Citable datasets (some associated with publications or preprints and some stand alone).
- Schnable (2019) Pan-Grass Syntenic Gene Set (sorghum referenced) with both maize v3 and maize v4 gene models figShare< doi: 10.6084/m9.figshare.7926674.v1
Updated syntenic gene list, now with
perl millet pearl millet, teff, and a way WAY better version of the oropetium genome. Please cite Zhang et al 2017.
Schnable JC (2018) Pan-Grass Syntenic Gene Set (sorghum referenced) with both maize v3 and maize v4 gene models figShare. 10.6084/m9.figshare.6974417.v1
Syntenic gene list for a bunch of species. Splits out maize1 and maize2 subgenomes. Uses maize v3, maizev4 sorghum v3, setaria v2.2 and rice v7 (among others). Constructed using LastZ to identify homologous genes, QuotaAlign to identify syntenic regions and python polishing scripts to identify high confidence orthologs within syntenic blocks. Maize v3 and maize v4 are treated as two separate species for the purposes of this analysis. Please cite Zhang et al 2017.
- Liang Z, Schnable JC. (2017) RGB and Hyperspectral images of approx. 1 meter tall corn plants from the genomes to fields inbred panel. Cyverse. 10.7946/P22K7V
A training dataset for developing methods for extracting new maize (corn) phenotypic measurements from different types of image data, testing the heritability of these measurements (the proportion of total variation explained by genetic differences), and searching for correlations between these measurements and agronomically relevant traits collected from the same genotypes in field trials across many states.
- Schnable JC, Zhang Y, Ngu DWC. (2016) Pan-Grass Syntenic Gene Set (sorghum referenced). figShare. 10.6084/m9.figshare.3113488.v1
Syntenic gene list for a bunch of species. Splits out maize1 and maize2 subgenomes. Uses maize v3, sorghum v3, setaria v2.2 and rice v7 (among others). Constructed using LastZ to identify homologous genes, QuotaAlign to identify syntenic regions and python polishing scripts to identify high confidence orthologs within syntenic blocks.
Schnable JC, Lyons E. (2015) Plant Paleopolyploidy. figShare. 10.6084/m9.figshare.1538627.v1
Best effort attempt to describe the positioning and evidence supporting different known whole genome events relative to the phylogeny of all plant genomes sequenced at the time. Also on CoGePedia.
- Schnable, JC (2015) Maize and Sorghum Genesets. figShare.
BED files answering the question: Where would each sorghum gene be in each maize subgenome if there were zero fractionation after the maize WGD? Also some useful figures generated using the same data.</li>
- Schnable JC. (2015) Sequenced Plant Genomes. CoGePedia Wiki Page
Exhaustive list of published plant genomes as of early 2015.

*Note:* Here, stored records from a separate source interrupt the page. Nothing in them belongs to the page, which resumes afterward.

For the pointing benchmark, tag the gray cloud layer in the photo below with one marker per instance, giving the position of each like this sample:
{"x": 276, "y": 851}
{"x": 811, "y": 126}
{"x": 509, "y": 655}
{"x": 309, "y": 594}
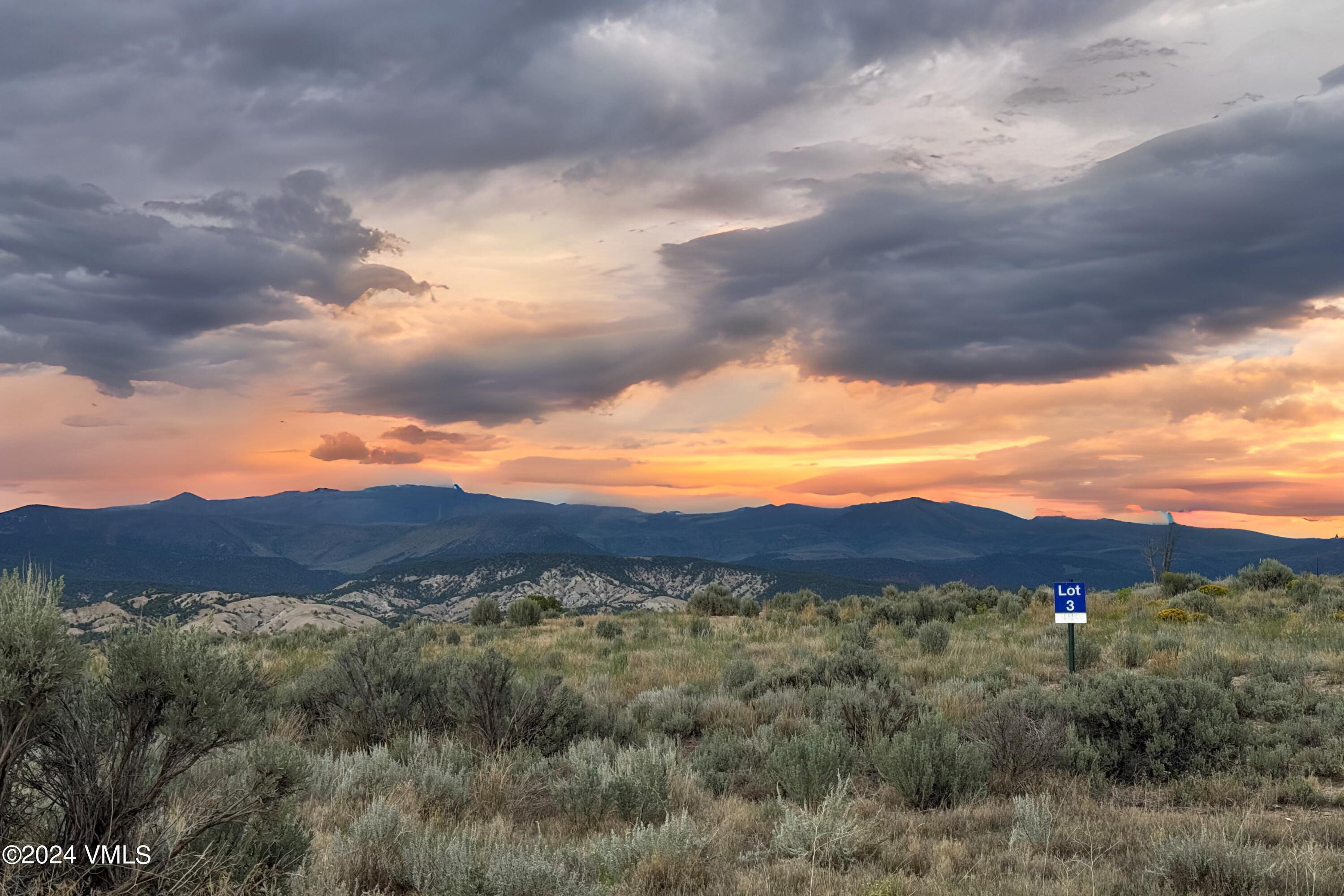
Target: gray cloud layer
{"x": 109, "y": 292}
{"x": 1189, "y": 241}
{"x": 410, "y": 86}
{"x": 1193, "y": 240}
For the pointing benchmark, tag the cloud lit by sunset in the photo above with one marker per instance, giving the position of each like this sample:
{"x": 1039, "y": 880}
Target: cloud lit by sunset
{"x": 1074, "y": 260}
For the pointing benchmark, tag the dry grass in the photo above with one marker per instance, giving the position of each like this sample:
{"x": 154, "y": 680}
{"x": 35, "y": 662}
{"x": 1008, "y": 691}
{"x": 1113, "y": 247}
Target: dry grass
{"x": 1108, "y": 839}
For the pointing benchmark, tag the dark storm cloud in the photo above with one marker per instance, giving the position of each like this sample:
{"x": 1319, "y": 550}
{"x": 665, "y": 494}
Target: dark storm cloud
{"x": 347, "y": 447}
{"x": 527, "y": 378}
{"x": 1189, "y": 241}
{"x": 410, "y": 86}
{"x": 111, "y": 293}
{"x": 412, "y": 435}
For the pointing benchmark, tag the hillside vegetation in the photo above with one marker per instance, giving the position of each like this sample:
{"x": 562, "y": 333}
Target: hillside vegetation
{"x": 917, "y": 742}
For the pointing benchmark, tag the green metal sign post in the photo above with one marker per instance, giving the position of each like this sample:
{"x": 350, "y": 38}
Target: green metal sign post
{"x": 1070, "y": 607}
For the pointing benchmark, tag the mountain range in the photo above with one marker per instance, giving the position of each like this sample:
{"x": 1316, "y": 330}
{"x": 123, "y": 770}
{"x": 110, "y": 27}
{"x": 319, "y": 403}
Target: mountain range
{"x": 314, "y": 542}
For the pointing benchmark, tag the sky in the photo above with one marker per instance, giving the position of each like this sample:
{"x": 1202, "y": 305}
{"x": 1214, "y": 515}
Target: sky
{"x": 1043, "y": 256}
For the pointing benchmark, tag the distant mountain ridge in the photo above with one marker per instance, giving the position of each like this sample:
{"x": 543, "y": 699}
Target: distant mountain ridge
{"x": 310, "y": 542}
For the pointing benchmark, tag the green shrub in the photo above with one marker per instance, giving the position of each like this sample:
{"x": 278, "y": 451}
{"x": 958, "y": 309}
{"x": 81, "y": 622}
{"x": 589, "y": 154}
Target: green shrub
{"x": 793, "y": 601}
{"x": 1022, "y": 734}
{"x": 525, "y": 613}
{"x": 1033, "y": 821}
{"x": 1131, "y": 727}
{"x": 807, "y": 766}
{"x": 713, "y": 601}
{"x": 39, "y": 665}
{"x": 738, "y": 673}
{"x": 1209, "y": 664}
{"x": 268, "y": 844}
{"x": 1214, "y": 864}
{"x": 487, "y": 704}
{"x": 1305, "y": 589}
{"x": 1168, "y": 642}
{"x": 168, "y": 702}
{"x": 1086, "y": 653}
{"x": 930, "y": 766}
{"x": 675, "y": 848}
{"x": 639, "y": 782}
{"x": 877, "y": 708}
{"x": 1269, "y": 575}
{"x": 933, "y": 637}
{"x": 1174, "y": 583}
{"x": 486, "y": 613}
{"x": 826, "y": 837}
{"x": 374, "y": 687}
{"x": 849, "y": 665}
{"x": 1010, "y": 606}
{"x": 546, "y": 602}
{"x": 672, "y": 711}
{"x": 730, "y": 763}
{"x": 1131, "y": 650}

SLHTP - A set of software packages for automated image processing based phenotyping
Created by Alejandro D Pages, undergraduate researcher, 2018-19.
The Schnable Lab High Throughput Phenotyping (SLHTP) software package is written in python and houses the various scripts used in the development of three image processing software packages for automated phenotyping tasks. The tools available are:
- beanpheno A tool that can be used to process images of beans to obtain phenotype information for use in GWAS
- kernelpheno (incomplete) All the scripts and notebooks that were used in the development of a method to rate popcorn kernels for vitreousness from images taken on a light box. The image data was not collected with the intention of applying automated image processing methods in mind and therefore were too inconsistent for a simple method to be applied with good results. However progress was made towards that goal and perhaps a new data collection effort is warranted for the completion of this project.
- earpheno A set of tools that are useful for backend data management of a project involving PhytoMorph, a tool for extracting phenotype relevant measurements of maize ears.